Deze regiobeschrijving maakt deel uit van Panorama Landschap - Karakterisering van het Nederlandse landschap in 78 regio’s.
Op de interactieve kaart van Panorama Landschap zijn alle regio's terug te vinden.
Op de interactieve kaart van Panorama Landschap zijn alle regio's terug te vinden.
Karakteristiek
De regio Utrecht en het Kromme Rijngebied ligt in het centrum van het land. In alle opzichten is de stad Utrecht dominant: ruimtelijk, economisch en sociaal-cultureel. Dit heeft zijn oorsprong in de Romeinse tijd. Toen vormde de Kromme Rijn de belangrijkste tak van de Rijn en werd de basis gelegd voor de latere stad. De Romeinen legden de noordgrens van hun rijk, de Limes, langs de Rijn en bouwden verschillende versterkingen, zoals in Wijk bij Duurstede, Vechten en Utrecht. Utrecht bleef nadien bestaan en groeide in de middeleeuwen uit tot een belangrijk machtscentrum. Tegenwoordig is het de vierde stad van ons land.
Na de afdamming van de Kromme Rijn in 1122 werden de lage gronden van het Langbroek ontgonnen vanuit de Langbroeker Wetering. Later zijn er ridderhofsteden en kastelen langs gebouwd. Dit zette zich voort in de Utrechtse Lustwarande tussen de stad en Amerongen, waar buitenplaatsen, landgoederen en villa’s op de zuidflank van de Utrechtse Heuvelrug liggen.
In het landelijke gebied valt het verschil op tussen de dorpen aan de voet van de Heuvelrug, waar de voor zandgebieden typerende indeling van heide, bouwlanden en groenlanden aanwezig was, en de dorpen langs de Kromme Rijn, met brinken en engen. In de cope-ontginning Langbroek overheerst vanouds het grasland.

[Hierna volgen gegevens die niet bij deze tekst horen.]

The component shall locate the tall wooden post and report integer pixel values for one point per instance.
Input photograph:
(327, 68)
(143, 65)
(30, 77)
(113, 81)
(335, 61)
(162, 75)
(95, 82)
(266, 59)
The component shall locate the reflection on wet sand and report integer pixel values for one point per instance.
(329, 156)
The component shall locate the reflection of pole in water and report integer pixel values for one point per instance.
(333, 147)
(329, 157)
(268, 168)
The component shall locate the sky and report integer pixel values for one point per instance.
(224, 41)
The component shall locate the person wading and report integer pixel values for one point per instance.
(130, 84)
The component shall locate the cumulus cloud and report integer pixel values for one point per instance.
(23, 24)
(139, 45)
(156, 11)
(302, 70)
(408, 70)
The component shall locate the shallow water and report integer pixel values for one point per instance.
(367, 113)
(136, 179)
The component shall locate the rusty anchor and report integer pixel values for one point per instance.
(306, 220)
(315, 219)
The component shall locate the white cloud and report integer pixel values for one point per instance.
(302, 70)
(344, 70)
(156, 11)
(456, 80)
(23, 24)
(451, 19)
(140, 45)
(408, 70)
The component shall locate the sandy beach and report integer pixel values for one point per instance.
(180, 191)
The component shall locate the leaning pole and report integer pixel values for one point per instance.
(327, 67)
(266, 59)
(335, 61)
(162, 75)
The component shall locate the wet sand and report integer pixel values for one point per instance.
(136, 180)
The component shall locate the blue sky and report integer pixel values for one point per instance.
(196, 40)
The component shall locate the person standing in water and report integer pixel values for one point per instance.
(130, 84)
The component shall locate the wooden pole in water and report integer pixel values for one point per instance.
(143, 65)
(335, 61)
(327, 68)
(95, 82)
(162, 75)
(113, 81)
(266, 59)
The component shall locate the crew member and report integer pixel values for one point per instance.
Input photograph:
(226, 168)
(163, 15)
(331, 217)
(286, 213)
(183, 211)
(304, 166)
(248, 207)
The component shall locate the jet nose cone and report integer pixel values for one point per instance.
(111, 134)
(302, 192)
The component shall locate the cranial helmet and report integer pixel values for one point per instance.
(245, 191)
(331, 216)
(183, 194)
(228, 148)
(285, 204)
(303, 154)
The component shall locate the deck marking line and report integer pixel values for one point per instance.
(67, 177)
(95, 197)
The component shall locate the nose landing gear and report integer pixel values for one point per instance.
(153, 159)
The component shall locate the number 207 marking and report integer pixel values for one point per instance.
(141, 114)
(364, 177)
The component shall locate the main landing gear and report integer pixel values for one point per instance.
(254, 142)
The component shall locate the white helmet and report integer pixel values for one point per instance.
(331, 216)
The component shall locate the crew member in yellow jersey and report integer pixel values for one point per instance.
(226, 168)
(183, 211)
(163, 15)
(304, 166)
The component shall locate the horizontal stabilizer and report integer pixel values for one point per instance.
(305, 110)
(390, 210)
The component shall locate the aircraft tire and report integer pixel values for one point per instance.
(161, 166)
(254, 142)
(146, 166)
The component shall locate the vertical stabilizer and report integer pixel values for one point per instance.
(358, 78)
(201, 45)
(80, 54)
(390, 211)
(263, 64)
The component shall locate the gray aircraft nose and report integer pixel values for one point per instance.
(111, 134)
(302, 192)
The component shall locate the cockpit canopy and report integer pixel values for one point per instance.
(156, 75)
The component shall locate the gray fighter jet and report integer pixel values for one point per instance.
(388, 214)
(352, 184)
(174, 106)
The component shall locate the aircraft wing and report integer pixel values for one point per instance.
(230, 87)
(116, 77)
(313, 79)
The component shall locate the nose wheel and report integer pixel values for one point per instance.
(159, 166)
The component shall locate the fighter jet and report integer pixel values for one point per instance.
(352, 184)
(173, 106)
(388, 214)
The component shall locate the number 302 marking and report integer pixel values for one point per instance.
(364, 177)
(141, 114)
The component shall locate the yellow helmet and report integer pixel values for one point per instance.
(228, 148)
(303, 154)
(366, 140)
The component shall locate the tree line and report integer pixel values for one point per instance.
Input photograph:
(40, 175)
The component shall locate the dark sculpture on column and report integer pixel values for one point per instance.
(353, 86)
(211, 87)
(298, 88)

De huidige stad Utrecht strekt zich naar het westen uit sinds de VINEX-wijk Leidsche Rijn is ontwikkeld. Ook groeikernen als Houten en Nieuwegein behoren tot de Utrechtse agglomeratie[1].

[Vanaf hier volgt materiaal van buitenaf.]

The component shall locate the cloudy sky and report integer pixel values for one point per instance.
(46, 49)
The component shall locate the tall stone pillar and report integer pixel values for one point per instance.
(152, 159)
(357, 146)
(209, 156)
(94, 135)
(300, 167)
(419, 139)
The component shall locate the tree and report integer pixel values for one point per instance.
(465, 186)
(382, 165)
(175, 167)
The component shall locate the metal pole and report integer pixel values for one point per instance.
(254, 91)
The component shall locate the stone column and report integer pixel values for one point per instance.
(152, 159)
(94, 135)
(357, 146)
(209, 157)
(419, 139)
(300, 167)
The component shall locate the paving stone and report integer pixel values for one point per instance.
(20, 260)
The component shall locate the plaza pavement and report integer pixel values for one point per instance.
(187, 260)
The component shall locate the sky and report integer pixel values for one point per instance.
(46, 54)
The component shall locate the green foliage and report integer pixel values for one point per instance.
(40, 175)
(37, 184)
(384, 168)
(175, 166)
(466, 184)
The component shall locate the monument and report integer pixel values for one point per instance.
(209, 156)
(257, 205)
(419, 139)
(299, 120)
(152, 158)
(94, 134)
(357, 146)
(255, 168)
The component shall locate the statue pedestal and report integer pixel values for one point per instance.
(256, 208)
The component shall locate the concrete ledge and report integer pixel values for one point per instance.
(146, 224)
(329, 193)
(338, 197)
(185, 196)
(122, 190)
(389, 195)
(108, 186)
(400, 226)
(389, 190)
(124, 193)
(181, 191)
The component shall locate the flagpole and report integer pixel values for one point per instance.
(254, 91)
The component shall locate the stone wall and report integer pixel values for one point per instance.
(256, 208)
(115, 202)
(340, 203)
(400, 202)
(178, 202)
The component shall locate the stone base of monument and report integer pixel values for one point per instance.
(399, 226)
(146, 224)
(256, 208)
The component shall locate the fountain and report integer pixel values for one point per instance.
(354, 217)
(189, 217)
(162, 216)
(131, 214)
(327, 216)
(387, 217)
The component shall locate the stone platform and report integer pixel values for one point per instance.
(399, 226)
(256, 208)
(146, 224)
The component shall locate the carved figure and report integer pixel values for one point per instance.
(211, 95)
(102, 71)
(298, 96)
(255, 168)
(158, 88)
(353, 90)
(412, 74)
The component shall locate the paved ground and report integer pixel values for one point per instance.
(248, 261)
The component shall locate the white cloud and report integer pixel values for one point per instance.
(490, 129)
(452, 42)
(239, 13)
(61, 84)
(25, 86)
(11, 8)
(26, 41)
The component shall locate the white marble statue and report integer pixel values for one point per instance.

De stad is hét verkeersknooppunt van Nederland. Veel snelwegen (A2, A12, A27 en A28) en spoorlijnen uit alle delen van het land kruisen elkaar. Ook voor de binnenvaart is de regio een schakel, in het bijzonder via het Amsterdam-Rijnkanaal. De N229 is de belangrijkste regionale verbinding.

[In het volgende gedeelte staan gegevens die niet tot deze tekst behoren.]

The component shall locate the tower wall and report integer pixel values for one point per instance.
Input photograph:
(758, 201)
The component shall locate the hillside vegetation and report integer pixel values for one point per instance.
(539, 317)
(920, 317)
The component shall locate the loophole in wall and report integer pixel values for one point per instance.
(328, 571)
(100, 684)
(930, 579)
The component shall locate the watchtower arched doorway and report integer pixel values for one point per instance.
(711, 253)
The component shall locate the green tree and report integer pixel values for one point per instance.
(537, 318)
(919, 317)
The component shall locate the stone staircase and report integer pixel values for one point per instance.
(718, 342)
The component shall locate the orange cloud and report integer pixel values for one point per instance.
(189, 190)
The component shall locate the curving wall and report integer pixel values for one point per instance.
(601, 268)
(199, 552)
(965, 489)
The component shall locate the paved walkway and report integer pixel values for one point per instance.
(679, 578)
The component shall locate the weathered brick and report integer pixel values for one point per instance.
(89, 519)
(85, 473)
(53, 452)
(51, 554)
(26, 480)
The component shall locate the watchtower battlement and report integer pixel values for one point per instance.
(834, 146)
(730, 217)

Vanuit de elektriciteitscentrales bij Lage Weide en Merwedekanaal starten enkele 150kV hoogspanningsleidingen. Ter hoogte van knooppunt Oude Rijn start een 150kV leiding die naar het oosten loopt. Bij Houten staan enkele windturbines naast het Amsterdam-Rijnkanaal.
Ontstaan van het natuurlijke landschap
Pleistoceen
Tijdens de voorlaatste ijstijd, het saalien (circa 200.000-125.000 jaar geleden) werd door het landijs de stuwwal van de Utrechtse Heuvelrug gevormd. Daardoor werd de Rijn gedwongen haar loop naar het westen af te buigen. Toen het landijs afsmolt is aan de voet van de stuwwal zand afgezet. Tijdens de laatste ijstijd, het weichselien ( 70.000-10.000 jaar geleden), bereikte het landijs ons land niet. Wel heerste een poolklimaat en was de bodem constant bevroren (permafrost). Door de kou was er weinig begroeiing en kon de wind een meters dikke laag dekzand afzetten.
Holoceen
In het holoceen, de huidige geologische periode steeg de temperatuur en raakte het gebied begroeid. De rivieren gingen meanderen en zetten zand en klei af, waardoor het dal ten zuiden van de Heuvelrug werd opgevuld. De Rijn vertakte zich stroomopwaarts in de Nederrijn, de IJssel en de Waal. De Nederrijn op zijn beurt vertakte zich in de Lek, de Kromme Rijn (met de Vecht als zijtak) en de Hollandsche IJssel. Na de afdamming van de Kromme Rijn en de Hollandsche IJssel, bleef er één actieve Rijntak over: de Lek.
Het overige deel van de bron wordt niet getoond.